Owning a horse, or an interest in a
horse, became an obsession for many Shanghailanders. Initially, horses were
imported from Arabia or Australia, but attention was soon focussed on shaggy Mongolian
ponies which, while less elegant in appearance, were tougher and of greater
endurance, thereby providing a better spectacle on the track.
The Shanghai Racecourse held two ten-day
festivals every year in Spring and Autumn. These were gala events in which huge
amounts of money passed hands and which were accompanied by lunches, fĂȘtes and soirĂ©es. Banks and businesses closed every day at 11.00am during
the festivals, allowing their employees to attend. Until the end of World War
One, Chinese were forbidden within the Shanghai Racecourse but they were still
able to bet on the outcomes of the races through bookmaking venues and other
operators throughout the city.
5
Shanghai YMCA
“The Foreign YMCA should be
your downtown headquarters. They are ideally equipped to help you use your
spare time to its best advantage. Read their daily list of activities giving
the hours for tours, dancing lessons, lectures and all sorts of special
events.”
-Flying Tigers’ guidebook,
1945
The YMCA (Young Man’s Christian
Association) was begun in America in 1851; after being introduced into China in
1885, the Shanghai branch was established in 1900. Unlike most other missionary
societies, the YMCA’s focus was more upon education and physical fitness than
conversion and was held in higher regard by the laity as a result. Membership
of the ‘Y’ gave one the possibility of accommodation, food and companionship
across the planet and members of military, Christian and other organizations
were encouraged to join. At this time in Shanghai, the ‘Y’ is a compound of
rather cluttered but well-tended buildings; after 1933 and seven years of
building, an imposing multi-storey presence took over on this spot, ensuring
room for all comers.
The sister association of the YMCA, the
Young Women’s Christian Association (YWCA) was begun in Britain in 1855, came
to China in 1890 and set up a base in Shanghai in 1908. Like the YMCA their
focus was on education and they taught English and Chinese literacy, child
welfare, disease prevention, cooking, sewing and classes in Bible study. After
the Communist takeover and except for the duration of the Cultural Revolution (1966-1976), the YWCA was the only foreign
agency allowed to operate within China.
6
Chang’an Temple - ‘The Temple of Tranquility’

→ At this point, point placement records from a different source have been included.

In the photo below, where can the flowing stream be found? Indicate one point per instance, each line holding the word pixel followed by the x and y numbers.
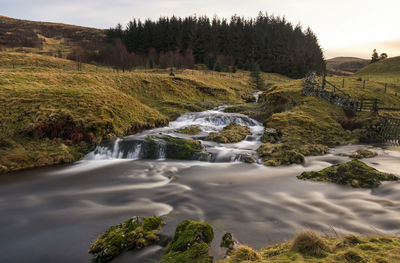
pixel 53 214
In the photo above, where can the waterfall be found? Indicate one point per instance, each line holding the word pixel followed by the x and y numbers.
pixel 139 146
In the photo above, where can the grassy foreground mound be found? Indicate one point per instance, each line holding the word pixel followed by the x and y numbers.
pixel 190 130
pixel 133 234
pixel 364 153
pixel 311 248
pixel 231 133
pixel 51 113
pixel 354 173
pixel 190 243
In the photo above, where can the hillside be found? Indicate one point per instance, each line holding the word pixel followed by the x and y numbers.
pixel 384 71
pixel 344 66
pixel 389 65
pixel 45 38
pixel 51 113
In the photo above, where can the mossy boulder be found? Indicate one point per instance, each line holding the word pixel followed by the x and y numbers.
pixel 190 130
pixel 270 135
pixel 244 254
pixel 190 243
pixel 227 241
pixel 354 173
pixel 230 134
pixel 364 153
pixel 133 234
pixel 279 154
pixel 310 243
pixel 3 169
pixel 175 148
pixel 313 149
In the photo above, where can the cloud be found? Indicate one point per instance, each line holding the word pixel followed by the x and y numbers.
pixel 338 24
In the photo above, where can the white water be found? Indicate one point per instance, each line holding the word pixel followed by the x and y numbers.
pixel 132 147
pixel 62 209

Bubbling Well Road was so named because
of a mystical spring it led to, rumoured to have healing powers. The spring has
long since vanished but the temple that was established near it and looked
after its pilgrims, still stands and is the oldest religious building in
Shanghai.
Located about a mile west from the
Shanghai Racecourse, the Chang’an Temple was first constructed in 247 AD. Like
many Chinese temples it was rebuilt and renovated many times during its
existence, including being relocated from its original site near Soochow Creek
during the Song Dynasty in 1216 AD.
Major repairs were carried out in 1851 under the Manchu rule; it was converted
into a plastics factory under the Communists in 1953; restored as a temple in
1983 and again renovated in 1998. Between 2004 and 2007, two large extensions
were built on either side of the main gate, this work being funded by an
international bequest from Buddhist communities around the world.
The building has four halls: the Hall of Heavenly Kings, the Hall of the Three Saints, the Hall of Virtuous Works and the Abbot’s Chambers. In each stage of its
construction, this basic format has been preserved. Among the Temple’s
treasures are a copper bell dating from the Ming
Dynasty, an ancient statue of Kwan-yin carved from camphor wood and the
world’s largest seated figure of the Buddha carved entirely from jade.